In the meantime, I had to master playing Dice, staying sober under extreme provocation, and letting Nostar, the maid, look after me. The first two were easier than the last. I am not used to having anyone look after me, and she was highly amused when I made breakfast for her when it was time for her break (she arrives at 8am) and even more delighted when I kept making her cups of tea! She is a lovely girl of 27 with two children. More of all that later, and an insight into just the most moving way to help people with very little.

The following day Terry drove me into Gaborone, to show me the shopping malls - and oh boy, the prices are cheap! - and how to find my way home again. 'Just turn right at this Communication tower (a red and white mast), then continue until the road runs out of tarmac, and turn left.
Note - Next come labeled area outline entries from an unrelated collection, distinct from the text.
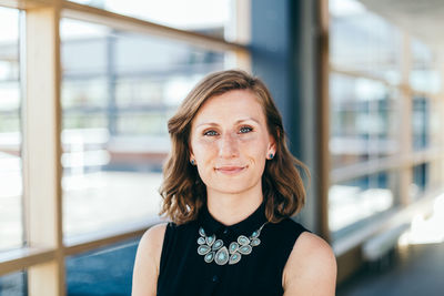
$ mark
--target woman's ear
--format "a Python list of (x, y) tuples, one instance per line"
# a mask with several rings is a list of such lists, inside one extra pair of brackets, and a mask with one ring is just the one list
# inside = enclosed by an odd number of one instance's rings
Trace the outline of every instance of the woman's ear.
[(272, 135), (270, 135), (270, 140), (269, 140), (269, 147), (268, 147), (268, 155), (270, 154), (276, 154), (276, 141), (274, 140), (274, 137)]

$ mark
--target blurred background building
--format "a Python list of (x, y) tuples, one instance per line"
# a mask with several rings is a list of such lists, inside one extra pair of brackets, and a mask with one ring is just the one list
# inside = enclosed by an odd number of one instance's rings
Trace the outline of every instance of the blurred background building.
[(337, 295), (442, 295), (443, 27), (435, 0), (0, 0), (0, 295), (130, 295), (167, 121), (232, 68), (312, 172)]

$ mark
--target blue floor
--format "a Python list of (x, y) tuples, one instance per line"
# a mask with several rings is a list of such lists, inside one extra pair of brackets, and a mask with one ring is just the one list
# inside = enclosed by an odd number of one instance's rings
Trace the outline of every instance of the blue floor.
[(131, 295), (138, 242), (67, 258), (68, 296)]
[(402, 247), (384, 266), (365, 266), (337, 296), (443, 296), (444, 243)]

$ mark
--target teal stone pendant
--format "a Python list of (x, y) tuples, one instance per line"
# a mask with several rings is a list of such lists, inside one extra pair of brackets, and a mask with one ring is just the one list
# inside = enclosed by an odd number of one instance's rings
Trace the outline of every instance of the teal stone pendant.
[(198, 254), (204, 256), (203, 259), (205, 263), (212, 263), (214, 261), (218, 265), (225, 265), (226, 263), (230, 265), (236, 264), (241, 261), (242, 255), (250, 255), (253, 251), (253, 247), (261, 244), (259, 236), (261, 235), (261, 231), (266, 223), (268, 222), (262, 224), (262, 226), (258, 231), (253, 232), (250, 237), (240, 235), (236, 242), (230, 243), (228, 248), (223, 245), (222, 239), (216, 238), (215, 234), (206, 236), (205, 231), (200, 227)]

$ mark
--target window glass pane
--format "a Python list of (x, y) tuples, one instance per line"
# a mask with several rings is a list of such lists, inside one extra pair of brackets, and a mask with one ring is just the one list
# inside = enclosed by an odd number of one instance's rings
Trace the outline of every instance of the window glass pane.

Vic's house is along here. Simple. Got it. Wrong! I got myself, alone, back to O'Hagans, and the shopping mall next to it. Very proud of myself, I did a little shopping. Irresistible, of course, when lovely floaty tops cost all of £5, sandals and shoes never more than £20 - in fact I never saw a pair of shoes anywhere more than £30 even in the most exclusive boutiques! - plus lots of things I had never seen before. Now it was just a case of finding my way back. I saw the mast, and turned right. There are virtually no land marks in these outer suburbs, and tempting as it is to think 'Now there is a man still sitting under that tree - and I am sure he was there when I went passed earlier' it doesn't work. I was to discover over the next half hour that there were no fewer than 5 red and white masts, each opposite a right turn. Eventually I triumphantly found the house, and it was with more than a little relief that I pressed that button and the gate slid open to admit me to that oasis of calm that is Vic's property.